Tal como no passado, muitos confundem o objectivo da despenalização com a bondade do acto a despenalizar. Ou seja, posso não concordar com o recurso à interrupção voluntária de uma gravidez mas não me atribuo o direito de castigar quem o faça, em determinadas condições. No caso presente, posso não satisfazer um pedido de ajuda à antecipação da morte que me seja dirigido mas não me autorizo a punir quem o faça, em determinadas condições. Penalizar, como prevê hoje o Código Penal, proíbe mas despenalizar não obriga.

O argumentário usado pelas partes resvala frequentemente para falácias que todos devemos evitar.

Dizer que modificar uma lei para despenalizar um acto, em determinadas condições, é pôr o Estado a realizar esse acto consubstancia a conhecida falácia do ‘espantalho’ – é deturpar o argumento do adversário para ser mais fácil atacá-lo. Exagerar ou distorcer o que outrem afirma faz parecer que a própria posição é razoável, mas isso no final descredibiliza o debate racional e sério.

Perguntar se o Estado “deve promover a morte dos cidadãos que queiram pôr termo à sua vida” ou “pode decidir que vidas têm ou não dignidade” é utilizar outra falácia – a ‘pergunta capciosa’. A pergunta ardilosa tem uma presunção incluída de modo a que não possa ser respondida sem sensação de culpa. Mas a resposta é claramente: não!

Se, em vez de defendermos a nossa posição, desqualificássemos o opositor à nossa proposta, estaríamos, como foi feito, a recorrer à falácia ‘ad hominem’ e perderíamos a razão.

O Estado que legisla sobre as condições em que tais actos não serão crime não está a promover o homicídio. Dizer isso é ameaçar com a falácia da ‘rampa escorregadia’.

Dizer que os cuidados paliativos conseguem evitar sempre e sempre o sofrimento da pessoa doente é ‘tomar a parte pelo todo’ – outra falácia.

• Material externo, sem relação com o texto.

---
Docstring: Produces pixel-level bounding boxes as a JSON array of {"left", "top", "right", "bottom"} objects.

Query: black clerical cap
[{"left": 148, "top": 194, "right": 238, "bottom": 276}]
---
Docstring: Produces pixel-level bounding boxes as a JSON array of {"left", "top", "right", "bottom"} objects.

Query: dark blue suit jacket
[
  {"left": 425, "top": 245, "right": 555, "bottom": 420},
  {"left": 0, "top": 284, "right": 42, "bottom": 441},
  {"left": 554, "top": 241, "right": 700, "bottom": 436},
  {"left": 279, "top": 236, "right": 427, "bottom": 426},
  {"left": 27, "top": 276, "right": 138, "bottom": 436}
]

Não creio que se justifique continuar a malhar em ferro frio. Os dados estão lançados. Pressente-se que, na sociedade dos nossos dias, cresce o número dos que concordam com a despenalização da morte ajudada ou suicídio assistido, em determinadas condições.

É hora de os legisladores sentirem essa mudança de perspectiva nos portugueses. Cabe, agora, aos deputados tomarem iniciativas legislativas concretas que definam as condições em que não há lugar a pena de prisão para os profissionais de saúde que, em consciência, procedam com compaixão e evitem somar sofrimento ao sofrimento. O dever de bem assistir à pessoa doente não implica o afastamento do direito à objecção de consciência.